Как часто человек, раздираемый порывами страстей, спрашивает себя: «Да чего же ты хочешь? К чему стремишься?» Достаточно изучив себя за пять десятков лет, Джефферсон мог честно ответить себе: «Две вещи важны для меня на свете, две вещи влекут сильнее всего остального: первое — вызывать одобрение или даже восхищение ближних и дальних; второе — оставаться верным себе, оставаться самим собой». И конечно, самыми трудными жизненными ситуациями были те, в которых эти два порыва оказывались несовместимыми, когда они сталкивались лоб в лоб, как два корабля в тумане.

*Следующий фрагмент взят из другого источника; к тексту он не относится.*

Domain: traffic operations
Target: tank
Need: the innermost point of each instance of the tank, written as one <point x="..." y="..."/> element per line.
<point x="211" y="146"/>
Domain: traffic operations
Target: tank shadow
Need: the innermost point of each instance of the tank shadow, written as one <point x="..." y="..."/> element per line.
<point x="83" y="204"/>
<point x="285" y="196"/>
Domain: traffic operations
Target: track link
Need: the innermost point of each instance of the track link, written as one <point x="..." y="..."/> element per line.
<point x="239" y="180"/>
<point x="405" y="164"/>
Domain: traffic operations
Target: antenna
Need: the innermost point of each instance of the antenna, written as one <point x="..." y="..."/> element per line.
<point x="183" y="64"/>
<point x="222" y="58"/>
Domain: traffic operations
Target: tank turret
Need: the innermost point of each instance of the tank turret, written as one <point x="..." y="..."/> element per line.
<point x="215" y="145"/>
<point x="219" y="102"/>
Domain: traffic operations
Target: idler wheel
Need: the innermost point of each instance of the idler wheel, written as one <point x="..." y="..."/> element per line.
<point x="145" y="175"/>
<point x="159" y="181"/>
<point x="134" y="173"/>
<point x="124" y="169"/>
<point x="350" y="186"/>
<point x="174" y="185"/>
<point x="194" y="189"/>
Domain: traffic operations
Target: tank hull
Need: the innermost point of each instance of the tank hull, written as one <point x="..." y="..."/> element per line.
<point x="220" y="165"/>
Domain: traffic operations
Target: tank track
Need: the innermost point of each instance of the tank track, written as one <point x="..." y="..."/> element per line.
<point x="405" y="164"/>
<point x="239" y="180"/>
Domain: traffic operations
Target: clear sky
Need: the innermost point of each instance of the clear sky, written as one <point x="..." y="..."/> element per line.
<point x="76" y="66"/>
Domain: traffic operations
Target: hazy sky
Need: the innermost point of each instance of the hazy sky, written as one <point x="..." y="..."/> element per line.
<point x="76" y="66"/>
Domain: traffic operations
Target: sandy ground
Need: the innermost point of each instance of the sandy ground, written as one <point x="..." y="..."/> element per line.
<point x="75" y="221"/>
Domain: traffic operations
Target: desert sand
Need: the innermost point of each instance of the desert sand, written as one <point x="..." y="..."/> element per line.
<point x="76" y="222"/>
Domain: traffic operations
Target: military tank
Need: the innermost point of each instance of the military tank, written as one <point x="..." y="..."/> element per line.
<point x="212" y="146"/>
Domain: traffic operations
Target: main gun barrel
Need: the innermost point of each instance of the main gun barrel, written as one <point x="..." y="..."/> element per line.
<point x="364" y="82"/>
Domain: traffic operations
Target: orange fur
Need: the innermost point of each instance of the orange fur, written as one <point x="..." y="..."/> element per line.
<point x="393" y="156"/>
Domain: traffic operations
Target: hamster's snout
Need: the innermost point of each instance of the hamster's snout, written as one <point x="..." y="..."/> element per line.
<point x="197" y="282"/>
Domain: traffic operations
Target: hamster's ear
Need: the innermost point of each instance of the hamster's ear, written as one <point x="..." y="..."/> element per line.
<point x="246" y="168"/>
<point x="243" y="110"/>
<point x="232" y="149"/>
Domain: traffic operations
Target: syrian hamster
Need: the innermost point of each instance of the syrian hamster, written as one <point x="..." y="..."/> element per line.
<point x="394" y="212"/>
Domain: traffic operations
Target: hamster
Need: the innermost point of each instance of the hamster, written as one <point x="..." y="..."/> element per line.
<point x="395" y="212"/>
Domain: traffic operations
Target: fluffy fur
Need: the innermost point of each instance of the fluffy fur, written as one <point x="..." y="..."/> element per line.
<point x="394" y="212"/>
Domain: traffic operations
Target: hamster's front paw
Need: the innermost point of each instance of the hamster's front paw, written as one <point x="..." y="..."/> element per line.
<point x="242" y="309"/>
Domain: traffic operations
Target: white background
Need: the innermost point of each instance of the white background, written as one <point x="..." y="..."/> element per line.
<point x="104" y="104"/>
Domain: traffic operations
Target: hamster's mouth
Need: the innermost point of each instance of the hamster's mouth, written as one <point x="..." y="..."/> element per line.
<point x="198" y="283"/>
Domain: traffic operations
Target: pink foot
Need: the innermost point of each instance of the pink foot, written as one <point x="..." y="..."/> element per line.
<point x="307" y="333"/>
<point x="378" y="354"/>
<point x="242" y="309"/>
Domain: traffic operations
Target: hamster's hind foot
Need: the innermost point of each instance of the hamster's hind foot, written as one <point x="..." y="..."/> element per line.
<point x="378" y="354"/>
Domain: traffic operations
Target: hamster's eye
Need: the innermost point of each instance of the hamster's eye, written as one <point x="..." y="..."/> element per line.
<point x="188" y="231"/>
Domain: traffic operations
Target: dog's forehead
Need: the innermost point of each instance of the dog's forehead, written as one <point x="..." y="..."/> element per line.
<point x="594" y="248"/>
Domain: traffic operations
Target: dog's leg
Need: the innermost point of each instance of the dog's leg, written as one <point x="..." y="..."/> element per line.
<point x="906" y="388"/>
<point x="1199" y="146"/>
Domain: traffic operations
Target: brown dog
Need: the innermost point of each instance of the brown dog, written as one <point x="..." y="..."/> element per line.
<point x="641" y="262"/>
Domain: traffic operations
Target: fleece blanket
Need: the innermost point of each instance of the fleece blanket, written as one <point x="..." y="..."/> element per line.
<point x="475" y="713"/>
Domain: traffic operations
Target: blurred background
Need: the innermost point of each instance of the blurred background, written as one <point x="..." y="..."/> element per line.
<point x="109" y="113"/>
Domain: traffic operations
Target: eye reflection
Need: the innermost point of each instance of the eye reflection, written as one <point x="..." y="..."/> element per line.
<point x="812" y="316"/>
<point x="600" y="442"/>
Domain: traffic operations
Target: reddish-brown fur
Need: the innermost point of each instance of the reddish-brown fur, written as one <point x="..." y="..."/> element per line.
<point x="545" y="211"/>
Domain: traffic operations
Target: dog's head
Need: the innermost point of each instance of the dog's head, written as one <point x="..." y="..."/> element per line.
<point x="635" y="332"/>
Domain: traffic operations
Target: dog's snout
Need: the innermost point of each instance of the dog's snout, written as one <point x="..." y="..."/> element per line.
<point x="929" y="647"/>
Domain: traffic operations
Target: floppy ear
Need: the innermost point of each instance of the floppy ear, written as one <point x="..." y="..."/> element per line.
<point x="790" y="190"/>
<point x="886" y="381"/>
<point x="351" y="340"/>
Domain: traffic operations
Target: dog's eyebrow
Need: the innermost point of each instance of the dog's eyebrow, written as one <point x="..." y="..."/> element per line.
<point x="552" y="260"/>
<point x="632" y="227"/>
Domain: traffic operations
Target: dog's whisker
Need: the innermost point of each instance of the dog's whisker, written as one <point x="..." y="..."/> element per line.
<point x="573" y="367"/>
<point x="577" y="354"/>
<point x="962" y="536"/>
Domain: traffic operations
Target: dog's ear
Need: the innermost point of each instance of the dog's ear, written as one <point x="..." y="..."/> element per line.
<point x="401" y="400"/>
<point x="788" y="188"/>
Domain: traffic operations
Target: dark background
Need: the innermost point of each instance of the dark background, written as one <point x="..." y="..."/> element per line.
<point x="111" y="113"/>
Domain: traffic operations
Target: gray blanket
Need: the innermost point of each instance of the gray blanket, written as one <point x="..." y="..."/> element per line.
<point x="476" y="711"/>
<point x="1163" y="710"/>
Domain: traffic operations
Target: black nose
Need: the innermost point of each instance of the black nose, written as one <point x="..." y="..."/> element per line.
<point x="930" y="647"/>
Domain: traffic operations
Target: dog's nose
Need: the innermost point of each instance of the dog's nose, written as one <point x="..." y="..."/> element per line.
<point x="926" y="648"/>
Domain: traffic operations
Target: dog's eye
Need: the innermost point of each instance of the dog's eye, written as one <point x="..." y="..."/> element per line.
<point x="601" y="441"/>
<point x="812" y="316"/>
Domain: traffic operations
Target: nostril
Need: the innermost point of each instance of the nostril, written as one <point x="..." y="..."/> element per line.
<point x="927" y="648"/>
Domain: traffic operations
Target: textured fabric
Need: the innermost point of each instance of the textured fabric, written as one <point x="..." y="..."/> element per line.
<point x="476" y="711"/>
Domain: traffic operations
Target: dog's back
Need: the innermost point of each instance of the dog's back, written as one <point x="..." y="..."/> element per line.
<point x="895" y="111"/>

Уж как его всегда радовали одобрительные отзывы Вашингтона, как он дорожил их многолетней дружбой! И чего бы, казалось, стоило промолчать, не выступать против финансовых реформ казначейства, которые вызывали такую поддержку президента? Но нет: согласиться с ними и было бы изменой себе, своим убеждениям. Он предпочёл уйти с поста министра иностранных дел, удалиться в своё поместье, и столь дорогая ему дружба умерла, тихо истаяла на холмах и равнинах, разделявших Монтичелло и Маунт-Верной.
Та же самая судьба, видимо, постигнет и его дружбу с Джоном Адамсом. Нет, президент Адамc не навязывает конгрессу эти ужасные новые законы, но он идёт на поводу у самых рьяных и близоруких депутатов точно так же, как раньше Вашингтон шёл на поводу у Гамильтона. Разве мог он, Джефферсон, всю жизнь отстаивавший свободу слова, высказаться в поддержку закона о подрывной деятельности, грозившего штрафом и тюрьмой тому, кто посмел бы открыто выразить своё несогласие с политикой правительства? А этот закон о чужеземцах? Требовать от людей, чтобы они подавали за пять лет заявление о желании поселиться в Америке, а потом, приехав, ждали 15 лет получения гражданства? Это значило бы поставить крест на мечте сделать Америку убежищем для всех гонимых.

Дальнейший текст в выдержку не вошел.